Other signs to watch for include:
• rising advertised stock levels
• affordability constraints
• weakening auction clearance rates
• softening vendor metrics such as longer days on market and larger levels of discounting
“It’s fair to say we are currently seeing a softening in all of these metrics, albeit from an historically high base,” Mr Lawless says.
“We also consider macro factors, which could have an impact on housing demand such as the potential for higher interest rates or tighter credit policies. Both of these factors have a high level of uncertainty at the moment, especially considering the latest wave of COVID cases associated with Omicron which could weigh down economic activity.”
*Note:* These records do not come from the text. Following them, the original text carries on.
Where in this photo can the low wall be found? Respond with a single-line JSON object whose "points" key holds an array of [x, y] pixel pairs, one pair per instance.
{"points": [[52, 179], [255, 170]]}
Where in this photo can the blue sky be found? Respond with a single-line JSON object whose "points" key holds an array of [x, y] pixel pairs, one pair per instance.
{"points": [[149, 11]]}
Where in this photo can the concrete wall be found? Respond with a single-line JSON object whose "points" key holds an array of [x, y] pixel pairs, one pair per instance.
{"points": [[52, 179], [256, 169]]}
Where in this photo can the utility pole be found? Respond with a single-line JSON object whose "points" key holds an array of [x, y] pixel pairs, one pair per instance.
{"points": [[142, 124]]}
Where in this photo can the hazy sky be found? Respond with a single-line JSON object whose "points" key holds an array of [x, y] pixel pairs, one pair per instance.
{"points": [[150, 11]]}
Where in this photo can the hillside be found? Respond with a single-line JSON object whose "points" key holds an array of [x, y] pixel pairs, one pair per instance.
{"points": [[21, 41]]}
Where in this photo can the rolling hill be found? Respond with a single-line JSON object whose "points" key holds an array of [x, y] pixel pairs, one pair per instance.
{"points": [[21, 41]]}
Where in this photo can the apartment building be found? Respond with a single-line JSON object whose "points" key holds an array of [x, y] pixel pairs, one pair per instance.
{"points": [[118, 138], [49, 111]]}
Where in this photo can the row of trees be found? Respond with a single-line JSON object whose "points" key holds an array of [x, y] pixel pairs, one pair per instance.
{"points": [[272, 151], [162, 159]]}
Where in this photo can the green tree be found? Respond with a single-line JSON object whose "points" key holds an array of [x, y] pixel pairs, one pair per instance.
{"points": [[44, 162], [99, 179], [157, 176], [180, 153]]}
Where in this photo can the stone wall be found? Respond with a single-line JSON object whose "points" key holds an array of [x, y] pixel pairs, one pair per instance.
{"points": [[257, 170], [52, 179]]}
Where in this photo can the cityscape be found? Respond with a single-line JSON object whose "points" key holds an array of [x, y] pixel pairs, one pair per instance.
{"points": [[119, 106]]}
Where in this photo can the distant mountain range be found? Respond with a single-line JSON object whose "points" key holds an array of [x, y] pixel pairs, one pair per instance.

What to expect following a market peak
“Once a market peaks, the typical trend is that values will experience a period of decline,” Mr Lawless says.
“The duration and severity of the decline is dependent on a broad range of both macro and micro factors.”
Since the late 1980s, Australia has experienced national downturns that have ranged in severity from a 1.0% peak to trough decline in 2015-16, a temporary correction following the first round of credit tightening via APRA’s 10% speed limit on investment lending, to the most recent 8.4% decline experienced during the 2017-19 downturn.
At a capital city level, the most severe downturns have followed periods of exuberance such as the mining infrastructure boom in Perth and Darwin where housing values in Perth fell by 20.0% over 64 months (moving through a peak in June 2014 and finding a floor in October 2019).
In Darwin, dwelling values fell 32.7% over 69 months (May 2014 to February 2020), although both downturns were preceded by a spectacular upswing in values.